The patents cover a 40 milligram injection of Copaxone that patients administer three times a week. The U.S. District Court of Delaware ruled that Teva's claims were invalid, seen as a step toward likely generic competition.
Israel-based Teva, with its North America headquarters in North Wales, Montgomery County, said it would appeal.
Teva's shares were down 9 percent in after-hours trading Monday, but bounced back Tuesday. The stock closed down 3 percent, or $1.09, to $33.43.
Credit Suisse analyst Vamil Divan said he expects Teva will request a preliminary injunction to prevent the launch of a generic version until legal decisions on all of Teva's outstanding patents are resolved.
In addition to the four patents in the Delaware case, Teva has sued potential competitors on a fifth and sixth patent, Divan said in a client note.
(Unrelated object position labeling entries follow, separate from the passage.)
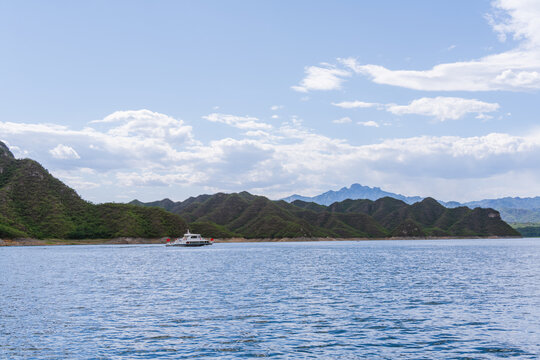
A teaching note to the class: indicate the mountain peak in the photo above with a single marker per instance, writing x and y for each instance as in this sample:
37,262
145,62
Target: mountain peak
5,153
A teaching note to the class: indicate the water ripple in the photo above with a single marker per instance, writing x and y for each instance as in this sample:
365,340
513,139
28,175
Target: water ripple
455,299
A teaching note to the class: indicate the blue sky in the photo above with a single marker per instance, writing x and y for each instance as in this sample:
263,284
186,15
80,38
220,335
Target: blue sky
140,99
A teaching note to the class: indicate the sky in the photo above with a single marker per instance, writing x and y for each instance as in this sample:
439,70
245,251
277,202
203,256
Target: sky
148,100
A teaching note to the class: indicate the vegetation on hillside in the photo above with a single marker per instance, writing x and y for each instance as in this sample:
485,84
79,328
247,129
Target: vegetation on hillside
35,204
251,216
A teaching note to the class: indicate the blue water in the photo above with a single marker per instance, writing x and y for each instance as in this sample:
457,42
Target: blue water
372,299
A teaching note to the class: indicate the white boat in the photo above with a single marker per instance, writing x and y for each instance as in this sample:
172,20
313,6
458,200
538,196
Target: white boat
190,239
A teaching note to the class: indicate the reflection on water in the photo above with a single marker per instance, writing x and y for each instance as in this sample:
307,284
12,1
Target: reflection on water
371,299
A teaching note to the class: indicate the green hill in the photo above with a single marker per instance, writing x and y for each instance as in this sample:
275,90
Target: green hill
35,204
250,216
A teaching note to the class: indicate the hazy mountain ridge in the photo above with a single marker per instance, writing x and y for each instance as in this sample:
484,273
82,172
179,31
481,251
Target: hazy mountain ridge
355,191
250,216
511,209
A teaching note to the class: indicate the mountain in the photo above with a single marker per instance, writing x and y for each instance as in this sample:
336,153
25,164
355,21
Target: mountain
356,191
512,209
33,203
250,216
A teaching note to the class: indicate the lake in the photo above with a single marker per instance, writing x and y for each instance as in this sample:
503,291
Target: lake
418,299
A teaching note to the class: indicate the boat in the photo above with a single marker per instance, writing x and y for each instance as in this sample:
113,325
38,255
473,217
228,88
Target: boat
190,239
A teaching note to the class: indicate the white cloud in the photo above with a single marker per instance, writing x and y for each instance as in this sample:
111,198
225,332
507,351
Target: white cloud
368,123
354,104
64,152
343,120
443,108
274,162
322,78
241,122
483,117
515,70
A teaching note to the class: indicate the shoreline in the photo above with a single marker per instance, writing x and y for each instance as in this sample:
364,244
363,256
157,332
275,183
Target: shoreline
149,241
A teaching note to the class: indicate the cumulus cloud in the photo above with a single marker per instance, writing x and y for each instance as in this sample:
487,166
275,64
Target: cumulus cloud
322,78
275,162
354,104
515,70
443,108
343,120
64,152
368,123
241,122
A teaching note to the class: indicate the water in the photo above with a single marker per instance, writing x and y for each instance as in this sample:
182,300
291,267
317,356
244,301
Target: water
373,299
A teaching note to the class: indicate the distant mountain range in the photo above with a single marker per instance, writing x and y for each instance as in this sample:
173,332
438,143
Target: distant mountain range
512,209
356,191
250,216
35,204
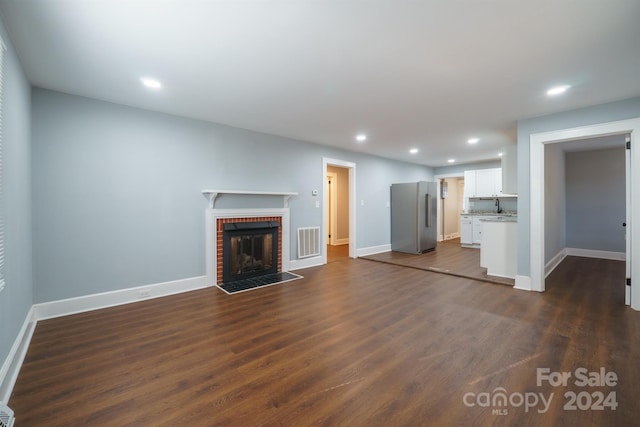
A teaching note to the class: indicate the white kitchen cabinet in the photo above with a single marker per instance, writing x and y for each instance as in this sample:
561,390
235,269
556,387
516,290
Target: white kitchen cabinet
477,230
483,183
466,230
499,248
469,184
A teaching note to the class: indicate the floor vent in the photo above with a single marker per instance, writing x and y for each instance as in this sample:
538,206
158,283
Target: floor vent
308,242
6,416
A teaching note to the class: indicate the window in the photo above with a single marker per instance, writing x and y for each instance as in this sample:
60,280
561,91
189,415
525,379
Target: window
2,204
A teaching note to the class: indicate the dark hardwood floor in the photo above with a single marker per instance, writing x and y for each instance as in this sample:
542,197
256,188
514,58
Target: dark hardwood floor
354,343
449,258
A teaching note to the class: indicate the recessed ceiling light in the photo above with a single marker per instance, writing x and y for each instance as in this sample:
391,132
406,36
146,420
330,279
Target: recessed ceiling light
557,90
151,83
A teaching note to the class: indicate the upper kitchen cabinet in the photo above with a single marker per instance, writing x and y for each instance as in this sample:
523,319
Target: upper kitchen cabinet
510,169
483,183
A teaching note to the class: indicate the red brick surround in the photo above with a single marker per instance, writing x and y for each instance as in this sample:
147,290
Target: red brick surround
219,231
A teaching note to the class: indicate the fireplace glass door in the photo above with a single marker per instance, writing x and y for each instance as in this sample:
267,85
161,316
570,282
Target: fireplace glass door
249,249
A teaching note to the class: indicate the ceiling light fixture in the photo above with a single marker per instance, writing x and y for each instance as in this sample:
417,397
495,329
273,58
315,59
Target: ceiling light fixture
151,83
557,90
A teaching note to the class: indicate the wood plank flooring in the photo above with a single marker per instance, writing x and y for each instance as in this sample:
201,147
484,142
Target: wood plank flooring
449,258
354,343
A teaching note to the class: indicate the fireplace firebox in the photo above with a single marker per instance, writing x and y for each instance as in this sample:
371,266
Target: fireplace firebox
250,249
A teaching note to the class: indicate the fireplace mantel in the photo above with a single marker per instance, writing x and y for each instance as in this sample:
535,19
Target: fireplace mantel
211,195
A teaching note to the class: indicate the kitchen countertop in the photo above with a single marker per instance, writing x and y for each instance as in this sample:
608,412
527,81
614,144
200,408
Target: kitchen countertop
491,213
501,219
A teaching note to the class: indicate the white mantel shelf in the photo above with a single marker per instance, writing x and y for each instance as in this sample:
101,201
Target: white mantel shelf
211,195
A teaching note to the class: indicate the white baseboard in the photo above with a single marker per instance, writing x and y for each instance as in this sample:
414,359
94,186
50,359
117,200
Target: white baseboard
523,283
590,253
12,364
554,262
297,264
371,250
84,303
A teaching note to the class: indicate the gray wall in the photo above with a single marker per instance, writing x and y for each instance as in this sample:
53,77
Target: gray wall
459,169
16,299
596,200
117,191
620,110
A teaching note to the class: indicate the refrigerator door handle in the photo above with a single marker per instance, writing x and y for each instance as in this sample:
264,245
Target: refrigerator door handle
428,211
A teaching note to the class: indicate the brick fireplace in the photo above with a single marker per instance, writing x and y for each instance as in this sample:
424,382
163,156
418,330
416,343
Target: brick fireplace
216,219
222,273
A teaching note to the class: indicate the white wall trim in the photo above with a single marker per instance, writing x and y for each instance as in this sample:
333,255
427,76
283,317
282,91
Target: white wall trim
523,283
554,262
12,364
591,253
372,250
91,302
297,264
536,201
210,230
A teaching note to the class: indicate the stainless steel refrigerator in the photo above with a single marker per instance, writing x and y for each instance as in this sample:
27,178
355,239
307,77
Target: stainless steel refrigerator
413,217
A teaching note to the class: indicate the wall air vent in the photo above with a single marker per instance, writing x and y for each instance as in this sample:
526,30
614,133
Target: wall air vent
308,242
Before generics can come on the market, they will need to win Food and Drug Administration (FDA) approval. Still, Divan's note said he thinks Novartis and partner Momenta Pharmaceuticals and "potentially one other competitor" will launch later this year and "lead to pricing pressure" on Teva's brand.
Teva's original 20 milligram formulation of Copaxone already has generic competition. The 40 milligram formulation, approved in March 2014, reduces the frequency of injections from daily to three times a week.
"An important point for the public to know is that drug products are almost never protected by only one patent," said Rutgers law student Carl J. Minniti, who has researched the pharmaceutical industry, antitrust, and intellectual property law.
"Companies often obtain patents long into the life of the drug," covering secondary aspects such as the methods of treatment for indications discovered later, or new formulations and processes, Minniti said.
The original Copaxone approval was issued in December 1996, but patents asserted against generic competitors of the 40 milligram version were issued for several years after the initial drug was patented. The notion that drug products are protected only for a limited period of time is "often misinformed," Minniti said, in an interview.
Earlier this month, Teva said it expected Copaxone to have sales of $3.8 billion to $3.9 billion in 2017, if there were no new generic competitors.